In a word, freedom – the freedom to go when and where you please.
Many kayakers have found that being nimble of time, rig, and personnel has allowed them to pick up last minute released permits, enabling them to insert themselves on good water within prime boating season on America’s overbooked wilderness rivers.
Once on the river, late starts and early finishes to break and make camps become unnecessary, and one may experience the river’s diurnal mood much more completely, if not entirely leisurely. Late afternoon and exquisite early evening light on the water may only be experienced with this degree of freedom. The choice of camps becomes much more flexible, depending on the size of the group. A solo boater can pretty much stealth camp anywhere he/she finds enough space to lay down their sleeping bag, savoring evening’s lengthening shadows on the water before the day’s egress.
There may be unintended and practical implications as well. On my first trip down the Middle Fork of the Salmon in the early 90’s, two of my four assigned camps were occupied by rafters by the time I got to them. In the first case, though the transgressing party had clearly not camped at their assigned camp and with darkness falling, I was not even invited to stay, single boat that I was. I floated a mile and a half downstream in failing light as night closed in around me to a welcoming, though small, patch of sand. On the second occasion, I declined the sincere offer to join the interlopers, floating a bit further down beach. As I was pulling the stow floats from my boat, one of the group walked the short trail over to me to make insistently certain that I knew I was not only welcome, but desired, at dinner. I spent the remainder of the evening with the crew, recounting boating stories over supper and cocktails.
Perhaps a difficult argument to make by fact alone, the economy of gear and rigging required of overnight kayaking seems naturally and likely to impart significantly less pressure to river corridor ecosystems. From a purely solo point of view, single person/boat trips inarguably impart at least an order of magnitude less the amount of ecological pressure to sensitive river corridors than normal sized raft or raft support excursions.

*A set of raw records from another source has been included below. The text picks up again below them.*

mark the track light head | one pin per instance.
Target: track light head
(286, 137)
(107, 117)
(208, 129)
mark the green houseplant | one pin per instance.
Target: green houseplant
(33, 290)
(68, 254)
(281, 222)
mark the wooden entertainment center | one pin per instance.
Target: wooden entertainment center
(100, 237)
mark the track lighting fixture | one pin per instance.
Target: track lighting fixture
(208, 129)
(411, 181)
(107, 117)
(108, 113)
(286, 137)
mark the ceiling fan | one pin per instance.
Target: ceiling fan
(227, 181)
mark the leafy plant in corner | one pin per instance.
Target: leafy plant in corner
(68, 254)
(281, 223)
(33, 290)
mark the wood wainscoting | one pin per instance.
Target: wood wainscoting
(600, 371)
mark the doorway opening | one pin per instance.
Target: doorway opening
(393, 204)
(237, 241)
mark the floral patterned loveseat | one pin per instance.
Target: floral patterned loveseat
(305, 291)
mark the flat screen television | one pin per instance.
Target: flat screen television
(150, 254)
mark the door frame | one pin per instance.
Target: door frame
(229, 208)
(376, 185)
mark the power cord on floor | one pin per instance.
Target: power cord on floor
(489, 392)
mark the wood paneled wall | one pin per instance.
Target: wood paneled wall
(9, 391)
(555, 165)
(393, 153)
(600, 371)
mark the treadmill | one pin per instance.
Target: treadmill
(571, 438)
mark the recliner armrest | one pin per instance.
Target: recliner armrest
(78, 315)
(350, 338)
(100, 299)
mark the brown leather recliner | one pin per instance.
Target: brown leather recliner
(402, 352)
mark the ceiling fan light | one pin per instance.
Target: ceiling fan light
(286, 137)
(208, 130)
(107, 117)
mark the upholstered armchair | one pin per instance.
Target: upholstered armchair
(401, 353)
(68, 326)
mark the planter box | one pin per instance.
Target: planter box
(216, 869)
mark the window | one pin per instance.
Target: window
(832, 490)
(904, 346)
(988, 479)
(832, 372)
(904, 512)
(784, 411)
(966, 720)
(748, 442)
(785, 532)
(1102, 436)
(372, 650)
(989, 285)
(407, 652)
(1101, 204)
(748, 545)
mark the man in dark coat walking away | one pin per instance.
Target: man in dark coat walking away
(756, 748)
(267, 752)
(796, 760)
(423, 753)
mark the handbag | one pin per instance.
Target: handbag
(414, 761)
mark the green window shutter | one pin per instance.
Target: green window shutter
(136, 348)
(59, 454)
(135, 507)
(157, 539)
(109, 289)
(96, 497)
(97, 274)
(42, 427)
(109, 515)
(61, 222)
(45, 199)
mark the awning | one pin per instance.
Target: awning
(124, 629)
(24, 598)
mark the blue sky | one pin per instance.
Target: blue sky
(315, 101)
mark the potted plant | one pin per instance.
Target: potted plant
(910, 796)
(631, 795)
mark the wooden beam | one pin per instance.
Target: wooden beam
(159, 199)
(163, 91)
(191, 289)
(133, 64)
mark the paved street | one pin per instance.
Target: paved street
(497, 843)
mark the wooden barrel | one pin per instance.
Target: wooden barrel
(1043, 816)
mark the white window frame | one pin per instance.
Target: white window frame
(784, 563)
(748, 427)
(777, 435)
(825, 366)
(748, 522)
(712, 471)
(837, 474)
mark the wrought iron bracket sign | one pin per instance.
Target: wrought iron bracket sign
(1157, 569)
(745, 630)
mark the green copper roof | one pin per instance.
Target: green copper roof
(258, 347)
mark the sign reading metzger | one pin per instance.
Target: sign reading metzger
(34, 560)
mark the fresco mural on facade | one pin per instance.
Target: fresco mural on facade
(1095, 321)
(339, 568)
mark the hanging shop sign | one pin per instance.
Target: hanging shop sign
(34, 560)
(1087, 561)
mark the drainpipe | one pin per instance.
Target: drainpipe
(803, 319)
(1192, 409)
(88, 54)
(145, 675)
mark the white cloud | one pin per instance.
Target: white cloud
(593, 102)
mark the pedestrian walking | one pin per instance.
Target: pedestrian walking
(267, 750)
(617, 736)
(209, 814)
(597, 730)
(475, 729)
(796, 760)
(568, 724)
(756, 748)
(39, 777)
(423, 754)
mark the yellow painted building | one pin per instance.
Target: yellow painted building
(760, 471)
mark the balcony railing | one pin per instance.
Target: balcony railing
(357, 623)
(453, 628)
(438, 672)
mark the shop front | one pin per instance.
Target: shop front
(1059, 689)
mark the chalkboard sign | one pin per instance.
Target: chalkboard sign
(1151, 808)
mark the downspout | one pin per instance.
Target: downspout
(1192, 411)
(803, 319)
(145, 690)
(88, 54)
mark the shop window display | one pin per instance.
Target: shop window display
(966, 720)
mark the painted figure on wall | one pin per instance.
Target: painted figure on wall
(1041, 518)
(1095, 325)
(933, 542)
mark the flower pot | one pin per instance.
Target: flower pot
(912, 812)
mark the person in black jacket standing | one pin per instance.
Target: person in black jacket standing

Having run a couple of rivers with raft support, it became evident to me that when rafts are involved, particularly as support, an unfortunate, uncivilized, us versus them attitude quickly develops and seems nearly impossible to overcome on the part of rafters towards kayakers. Kayakers are often perceived as not doing their fair share on the river. The facts are, as I observed them, that rafts naturally take much longer to rig, de-rig, and care for than single boats. Offers to assist in rigging can be met with stressed hostility, sometimes completely understandable (sometimes not) – given that the rower desires to pack and balance his raft per their own demands for as uneventful a trip downriver as possible. Meanwhile, single boaters wait patiently in crowded eddies like children consigned to the folding card table at family dinner, or begin their own runs downriver, further distancing themselves from the others. Kayakers, no matter their skill level or experience, are expected to scout rapids for rafts, and then stay clear of the brutes as they lumber downstream. This last expectation has always eluded me in at least one logical sense as, despite being more maneuverable, kayakers ride lower in the water and have more considerably compromised viewpoints than any other river craft, not including tubers. When private party raft support is involved, it can be all to easy for kayakers to become hostage to the demands and whims of rafters.